83.
Ce matin-là, le vice-président Elliot se trouvait seul dans un quartier chic de New York City. L’air soucieux, il marchait d’un pas de plus en plus rapide au bord de l’East River, juste derrière le bâtiment des Nations unies.
Il y croisa l’habituel défilé : quelques joggeurs emmitouflés courant laborieusement le long de la berge en béton, une femme à l’allure de vieille fille donnant l’impression d’être sur le point de se suicider, une jeune femme mannequin élancée promenant son chien.
Le vice-président des États-Unis n’était entouré d’aucun garde du corps ; il n’y avait pas le moindre agent des services secrets coiffé en brosse en vue. Il n’y avait rien ni personne, pour préserver l’anonymat de Thomas Elliot ou, éventuellement, pour le protéger.
Le vice-président se promenait rarement seul mais, dans l’immédiat, il en éprouvait le besoin. C’était un besoin humain fondamental : être seul, tout simplement. Thomas Elliot avait besoin de réfléchir, de prendre du recul.
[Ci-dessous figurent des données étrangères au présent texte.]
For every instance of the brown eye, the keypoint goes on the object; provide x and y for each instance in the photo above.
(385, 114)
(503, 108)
Il s’immobilisa, fixant les eaux grises et stagnantes du fleuve. De la fumée s’élevait mollement sur la berge opposée. Il se mit à songer à son enfance. Le nuage de fumée nonchalant lui rappelait ces feux de joie, à l’automne, dans le jardin de la maison de ses parents, dans le Connecticut. Comment ce petit garçon, dont il revoyait le visage, avait-il parcouru tout ce chemin ? Ce chemin qui l’avait mené sans coup férir jusqu’à cet instant capital dans l’histoire des États-Unis ?
Le vice-président Elliot plongea ses mains gantées dans les poches de son pardessus. L’opération Green Band arrivait à son terme. Quelque part dans cette immense ville, le terroriste François Monserrat, la police de New York et le colonel David Hudson et ses hommes se précipitaient à leur rendez-vous avec le destin. Pendant ce temps, s’emboîtant les unes dans les autres, d’autres puissantes forces se mettaient tranquillement en place.
Il se renfrogna. Une péniche glissait sur la surface huileuse du fleuve. Du linge sale était accroché sur une corde et de la fumée s’envolait d’une cheminée cagneuse. Thomas Elliot crut voir une silhouette informe bouger sur le chaland.
Le colonel Hudson s’apprêtait à embrasser sa destinée.
Tout comme lui-même, le vice-président de ce pays.
Dans un avenir très proche, quand se serait dissipé le scandale mettant fin au règne de Justin Kearney – cet homme désenchanté qui n’avait pas réussi à accepter les limites de son pouvoir, cet homme qui allait être contraint de démissionner de ses fonctions, qui serait exilé dans une obscure propriété où il passerait le restant de ses jours à rédiger des mémoires aussitôt censurés –, quand le scandale se serait dissipé, donc, Thomas More Elliot – à l’instar de Lyndon Baines Johnson, vingt ans avant lui, et de Gerald Ford, à peine plus d’une décennie plus tôt – accéderait à la présidence des États-Unis.
Tout dépendait du dernier acte de Green Band.